Ia menambahkan, seluruh data tersebut dipadankan menggunakan Nomor Induk Kependudukan (NIK) dari Dinas Kependudukan dan Pencatatan Sipil (Disdukcapil). Selain itu, pemadanan DTSEN juga melibatkan berbagai kementerian dan lembaga lain, seperti PLN, BPJS, serta Kementerian Dalam Negeri.
Menurutnya, Badan Pusat Statistik (BPS) menggunakan 39 variabel untuk mengukur tingkat kesejahteraan masyarakat.

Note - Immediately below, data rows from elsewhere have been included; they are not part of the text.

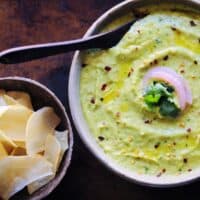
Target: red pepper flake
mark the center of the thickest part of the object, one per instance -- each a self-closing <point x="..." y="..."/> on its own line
<point x="118" y="114"/>
<point x="103" y="87"/>
<point x="166" y="57"/>
<point x="173" y="28"/>
<point x="84" y="65"/>
<point x="157" y="145"/>
<point x="130" y="72"/>
<point x="147" y="121"/>
<point x="189" y="130"/>
<point x="101" y="138"/>
<point x="192" y="23"/>
<point x="139" y="14"/>
<point x="92" y="100"/>
<point x="155" y="62"/>
<point x="159" y="174"/>
<point x="185" y="160"/>
<point x="107" y="68"/>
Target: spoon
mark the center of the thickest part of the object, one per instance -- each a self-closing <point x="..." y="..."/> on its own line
<point x="31" y="52"/>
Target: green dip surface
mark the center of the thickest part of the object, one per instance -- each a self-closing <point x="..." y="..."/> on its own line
<point x="113" y="103"/>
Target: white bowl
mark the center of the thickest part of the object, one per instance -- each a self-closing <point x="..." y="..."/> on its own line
<point x="77" y="114"/>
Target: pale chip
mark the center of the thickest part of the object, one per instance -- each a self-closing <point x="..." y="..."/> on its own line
<point x="40" y="124"/>
<point x="13" y="120"/>
<point x="18" y="171"/>
<point x="18" y="151"/>
<point x="22" y="98"/>
<point x="55" y="147"/>
<point x="7" y="142"/>
<point x="3" y="152"/>
<point x="52" y="151"/>
<point x="62" y="137"/>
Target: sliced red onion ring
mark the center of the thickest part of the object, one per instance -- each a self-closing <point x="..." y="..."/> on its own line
<point x="170" y="76"/>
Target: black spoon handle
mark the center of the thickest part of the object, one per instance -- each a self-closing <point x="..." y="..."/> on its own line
<point x="31" y="52"/>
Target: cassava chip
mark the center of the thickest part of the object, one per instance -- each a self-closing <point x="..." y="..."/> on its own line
<point x="41" y="124"/>
<point x="22" y="98"/>
<point x="62" y="137"/>
<point x="13" y="120"/>
<point x="52" y="151"/>
<point x="7" y="142"/>
<point x="3" y="152"/>
<point x="18" y="151"/>
<point x="55" y="147"/>
<point x="18" y="171"/>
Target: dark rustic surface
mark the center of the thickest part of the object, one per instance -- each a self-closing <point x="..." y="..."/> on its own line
<point x="34" y="21"/>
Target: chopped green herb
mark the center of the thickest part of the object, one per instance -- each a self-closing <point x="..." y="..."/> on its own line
<point x="168" y="108"/>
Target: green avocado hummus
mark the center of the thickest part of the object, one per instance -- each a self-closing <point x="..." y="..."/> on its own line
<point x="114" y="105"/>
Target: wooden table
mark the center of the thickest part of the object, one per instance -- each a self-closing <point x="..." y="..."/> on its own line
<point x="35" y="21"/>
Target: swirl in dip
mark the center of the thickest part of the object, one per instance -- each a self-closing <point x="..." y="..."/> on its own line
<point x="148" y="132"/>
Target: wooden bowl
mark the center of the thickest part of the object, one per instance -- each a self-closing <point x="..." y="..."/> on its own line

Variabel tersebut mencakup kondisi tempat tinggal, sumber penghasilan, kepemilikan aset, hingga pola pengeluaran rumah tangga.
“Semua variabel ini digunakan untuk menentukan desil kesejahteraan masyarakat, yang menjadi dasar penentuan penerima bantuan sosial, termasuk BPJS Kesehatan, agar lebih tepat sasaran,” jelasnya.
Andi Syarifuddin menerangkan, pengeluaran masyarakat diurutkan dari yang terendah hingga tertinggi, kemudian dibagi ke dalam 10 kelompok desil. Desil 1 hingga desil 5 merupakan kelompok masyarakat yang iurannya ditanggung penuh oleh pemerintah, sementara desil 6 hingga desil 10 wajib menggunakan BPJS Mandiri.
“Untuk desil 1 sampai 5 itu seratus persen ditanggung pemerintah. Sedangkan desil 6 sampai 10 sudah wajib BPJS Mandiri,” tegasnya.